The protest was sparked by the forced seizure of homes belonging to about 30 people. More than 60 people are injured, cars are set on fire, and offices are devastated. Street protests are frequent across the country as a result of economic problems and unfair expropriations, backed by a population demanding that their basic rights be respected.
Beijing (AsiaNews/Agencies) – About a 1,000 people attacked a government building in Longnan, (Gansu, northwest China,) clashing with police. They smashed cars, broke windows, furniture and computers, setting several vehicles on fire in the street. After hours of guerrilla warfare the authorities announced that they had successfully imposed strict measures and that the situation was "basically under control,” without providing details.

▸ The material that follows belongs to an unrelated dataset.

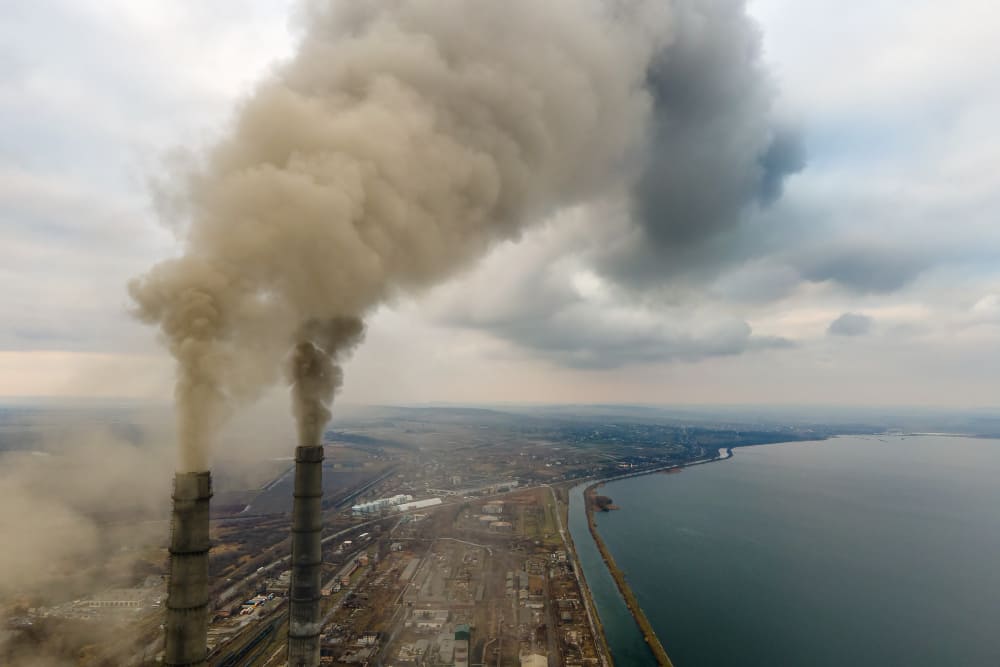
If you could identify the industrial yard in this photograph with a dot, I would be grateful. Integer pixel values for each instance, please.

The protest began when a group of more than 30 people seeking redress for the loss of their homes and land were joined by hundreds of ordinary citizens outside a government office, thus turning the whole thing into a riot

The local government’s website said that “staff and police were beaten by some criminals, leading to the injury of more than 60 officials, police and people.” For this reason police “had no option but to use force to disperse the leaders of the rioting criminals” but were met with a hail of rocks, bricks, and flower pots, and attacked by people with iron bars, axes and hoes”. Some rioters even hijacked a fire truck, but were stopped by police.

Every year mainland China sees tens of thousands of protests, often involving people affected by land grabs by developers in collusion with government officials against which the former have little or no recourse.

The population is getting so frustrated with abusive local authorities that they often spontaneously join protests like the one in Longnan.

In June in Guizhou, Weng'an County, thousands of local residents mobbed government offices, torching the local police headquarters and police vehicles after the suspicious death of a teenage girl, convinced that local authorities wanted to cover up the affair to help the son of a local leader.

Beijing now fears that the global economic crisis might trigger the closure of factories across its industrial heartland, threatening the mainland's growth, and thus spark further protests by laid-off workers.